Commentary

Just An Online Minute... Newspapers' Digital Revenue Soars--But Not Enough

The current round of quarterly earnings reports shows that online revenue at newspapers continues to grow quickly. That's the good news.

The bad news is that online revenue doesn't seem to be keeping pace with online readership. On average, online contributes between 6% and 7% of total newspaper revenue, according to Merrill Lynch estimates. "Even if the rapid growth continues for the next few years, we don't see online representing over 50% of newspaper ad revenues for at least a couple of decades, suggesting that industry profit could stay flat for the foreseeable future," Merrill Lynch stated in a report issued this week. "Many newspaper stocks are pricing in flat to negative perpetual growth in free cash flow."
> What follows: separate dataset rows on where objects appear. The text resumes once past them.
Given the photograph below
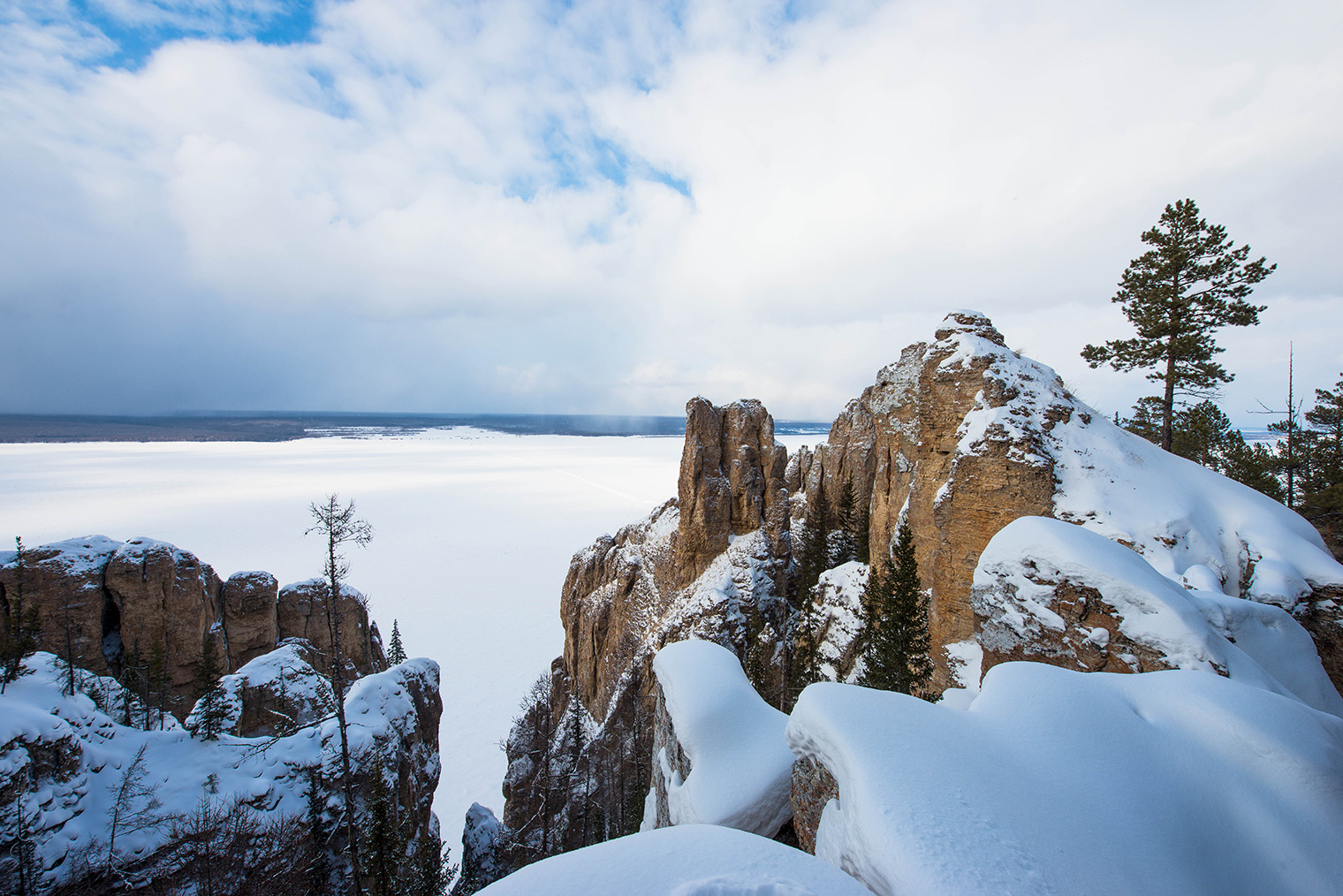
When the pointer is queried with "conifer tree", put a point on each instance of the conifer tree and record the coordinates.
(1177, 294)
(844, 542)
(898, 624)
(338, 524)
(811, 551)
(320, 869)
(397, 653)
(22, 625)
(211, 712)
Another report issued this week by research company Outsell made similar points. Outsell estimated that the Web contributes about 5% of total revenue at the top 10 news companies. "Growth is heavily dependent on narrowing that gap between the percentage of audience online and how much company revenue is derived from online."

How can newspapers grow online revenue so it keeps pace with Web readership? While there are a host of possibilities--everything from selling archives and other premium content online to beefing up free ad-supported content--they all depend on newspapers' willingness to experiment.

"Publishers in their testing will see how much new pay-per-view and how much subscriber-archive revenue they can drive with the new Google exposure," Outsell wrote, referring to Google's new News Archives, which offers historical articles. "With the new ad models proliferating, there will be many temptations to stop charging for archival content and monetize it with contextual and other ad models."

But any experiments likely will have to occur at Internet speed--much faster than newspapers are accustomed to. Consider, the $1.65 billion deal between Google and YouTube reportedly came together in just one week. "Traditional companies," said Outsell, "must figure out how to begin moving at the speed of the upstarts."